Die Nachricht der Listenverbindung sorgte für viele Reaktionen. So twitterte etwa Mitte-Präsident Gerhard Pfister: «Jede Stimme für die FDP Aargau ist mit der Listenverbindung auch potentiell eine Stimme für Andreas Glarner.»

Andreas Glarner ist der Präsident der Aargauer SVP. Ob er allerdings auf die Stimmen von anderen Listen angewiesen ist, ist fraglich. Bei den Nationalratswahlen 2019 wurde Glarner mit den drittmeisten Stimmen aller Aargauer Kandidaten in den Nationalrat gewählt.

Doch Glarner macht die Listenverbindung im Kanton Aargau brisant. Der Präsident der SVP Aargau stand in der Vergangenheit immer wieder wegen umstrittener Handlungen in den Schlagzeilen. 2019 stellte er im Netz eine Lehrerin an den Pranger. Sie fühlte sich danach nicht mehr sicher im Schulhaus und kündigte ihren Job. 2023 verbreitete Glarner die Handynummer einer Sozialarbeiterin aus Stäfa, auch sie wurde darauf bedroht.
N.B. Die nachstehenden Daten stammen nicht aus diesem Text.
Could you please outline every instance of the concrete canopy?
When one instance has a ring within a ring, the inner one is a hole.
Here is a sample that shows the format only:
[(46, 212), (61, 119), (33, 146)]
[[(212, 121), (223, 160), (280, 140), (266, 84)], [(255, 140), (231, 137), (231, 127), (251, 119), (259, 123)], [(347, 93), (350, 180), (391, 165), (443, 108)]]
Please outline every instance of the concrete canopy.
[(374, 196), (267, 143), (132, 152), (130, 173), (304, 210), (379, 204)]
«Es scheint, als ob sich die FDP im Aargau aufgegeben und in Geiselhaft der SVP begeben hat.»
Cédric Wermuth

«Mit der Listenverbindung wird jede Stimme für die FDP auch eine für die Glarner-SVP», sagt Cédric Wermuth gegenüber watson. «Es scheint, als ob sich die FDP im Aargau aufgegeben und in Geiselhaft der SVP begeben hat. Dabei wäre ein unabhängiger Freisinn für Lösungen in der Europafrage oder beim Klimaschutz wichtiger denn je.» Wermuth glaubt zudem, dass die Listenverbindung für die FDP sinnlos sei. «Sie sichert damit nur der SVP ein Restmandat.»
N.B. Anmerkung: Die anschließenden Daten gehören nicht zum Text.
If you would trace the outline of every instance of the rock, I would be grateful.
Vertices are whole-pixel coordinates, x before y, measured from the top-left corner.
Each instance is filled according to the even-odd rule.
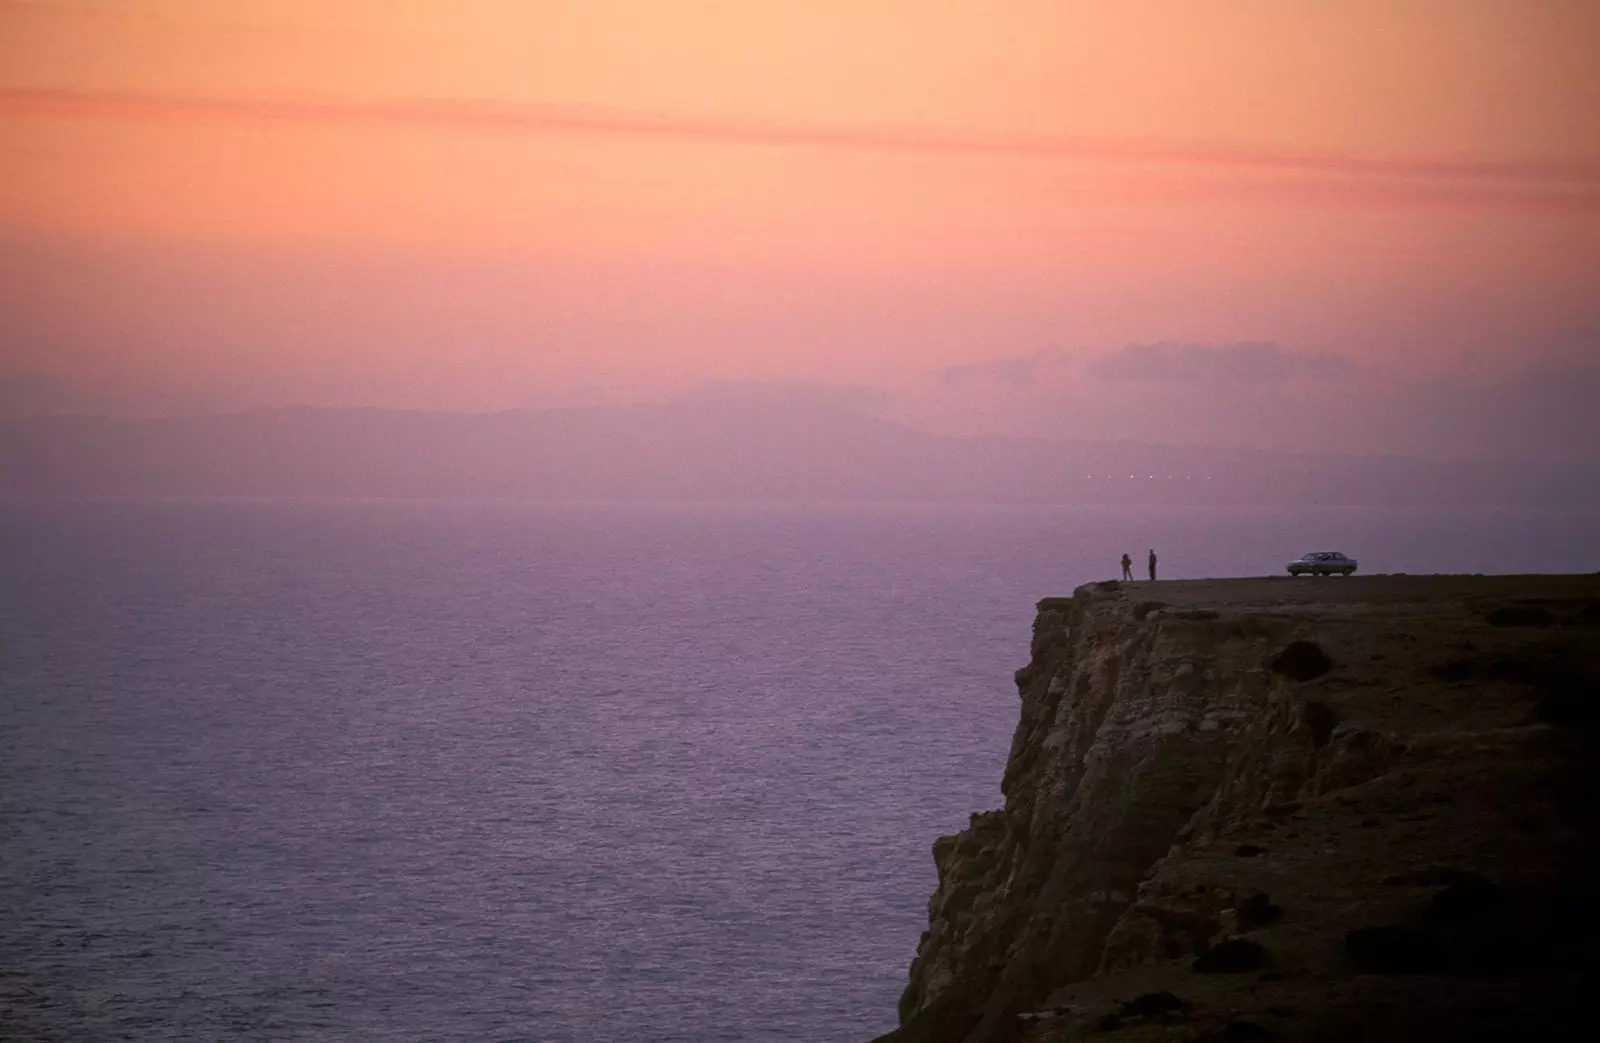
[[[1549,609],[1538,605],[1504,605],[1483,618],[1492,627],[1547,627],[1556,621]]]
[[[1220,1029],[1212,1029],[1190,1037],[1190,1043],[1243,1043],[1252,1039],[1269,1039],[1271,1036],[1271,1032],[1253,1021],[1232,1018]]]
[[[1600,946],[1600,884],[1587,873],[1556,881],[1541,896],[1536,937],[1579,949]]]
[[[1239,903],[1239,925],[1246,930],[1277,923],[1283,910],[1264,894],[1253,894]]]
[[[1083,1013],[1082,1007],[1076,1007],[1069,1004],[1063,1007],[1051,1007],[1048,1010],[1025,1011],[1017,1015],[1017,1020],[1026,1025],[1033,1022],[1050,1021],[1055,1018],[1068,1017],[1073,1014],[1081,1013]]]
[[[1232,938],[1201,953],[1192,966],[1199,974],[1243,974],[1266,965],[1267,950],[1260,942]]]
[[[1479,876],[1452,880],[1422,910],[1429,927],[1451,927],[1498,912],[1506,906],[1505,889]]]
[[[1534,705],[1533,719],[1556,728],[1592,731],[1600,726],[1600,682],[1592,677],[1547,681]]]
[[[1186,1021],[1189,1007],[1190,1004],[1170,992],[1149,992],[1119,1005],[1115,1011],[1100,1019],[1098,1028],[1102,1032],[1113,1032],[1129,1023],[1165,1025]]]
[[[1383,883],[1385,887],[1448,887],[1457,880],[1465,880],[1472,875],[1464,869],[1450,866],[1428,866],[1409,873],[1393,873],[1384,877]]]
[[[1129,1000],[1118,1011],[1125,1018],[1165,1018],[1187,1011],[1190,1004],[1170,992],[1147,992]]]
[[[1144,592],[1040,602],[1004,806],[934,845],[884,1043],[999,1043],[1074,1005],[1127,1029],[1157,1015],[1113,998],[1159,995],[1194,953],[1182,1002],[1213,1033],[1241,990],[1292,998],[1306,1026],[1502,985],[1528,1024],[1587,1002],[1524,986],[1600,963],[1600,865],[1580,857],[1600,830],[1582,723],[1600,642],[1571,622],[1600,575],[1170,581],[1159,625],[1136,618]],[[1568,623],[1485,625],[1529,600]]]
[[[1311,733],[1311,745],[1322,747],[1333,738],[1333,730],[1339,726],[1339,715],[1327,703],[1307,700],[1300,704],[1300,723]]]
[[[1292,681],[1314,681],[1333,669],[1333,660],[1315,642],[1294,641],[1267,665]]]
[[[1427,974],[1445,965],[1437,934],[1403,924],[1357,928],[1344,936],[1344,948],[1362,974]]]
Juso-Präsident Nicola Siegrist veröffentlichte auf Twitter ein bearbeitetes Foto mit Herzchen auf den Augen von FDP-Präsident Thierry Burkart und Glarner. «Thierry Burkart, willst du wirklich mit Glarner ins Bett?», fragt Siegrist.

GLP-Nationalrat Beat Flach sagt gegenüber watson: «Ich habe schon Reaktionen von enttäuschten Freisinnigen bekommen, die sagen, sie würden nun halt die GLP-Liste wählen und ein, zwei FDPler auf unsere Liste schreiben, statt einen Andreas Glarner mit der FDP-Liste zu unterstützen.»

Er sei «verwundert», dass die FDP mit der SVP eine Listenverbindung eingehe, so Flach. Er erinnert daran, dass die SVP die FDP bei den letzten Wahlen noch als Ungeziefer plakatiert hat.

Mit diesem Sujet betrieb die SVP 2019 Wahlkampf.
Mit diesem Sujet betrieb die SVP 2019 Wahlkampf.bild: svp

Das sagt die FDP Aargau

«Interessanterweise gibt es fast keine Reaktionen, wenn die GLP mit den Grünen und der SP eine Listenverbindung eingeht», sagt die Aargauer FDP-Präsidentin Sabina Freiermuth gegenüber watson. Tatsächlich sind im Kanton Aargau auch diese drei Parteien und die Mitte mit der EVP eine Listenverbindung eingegangen.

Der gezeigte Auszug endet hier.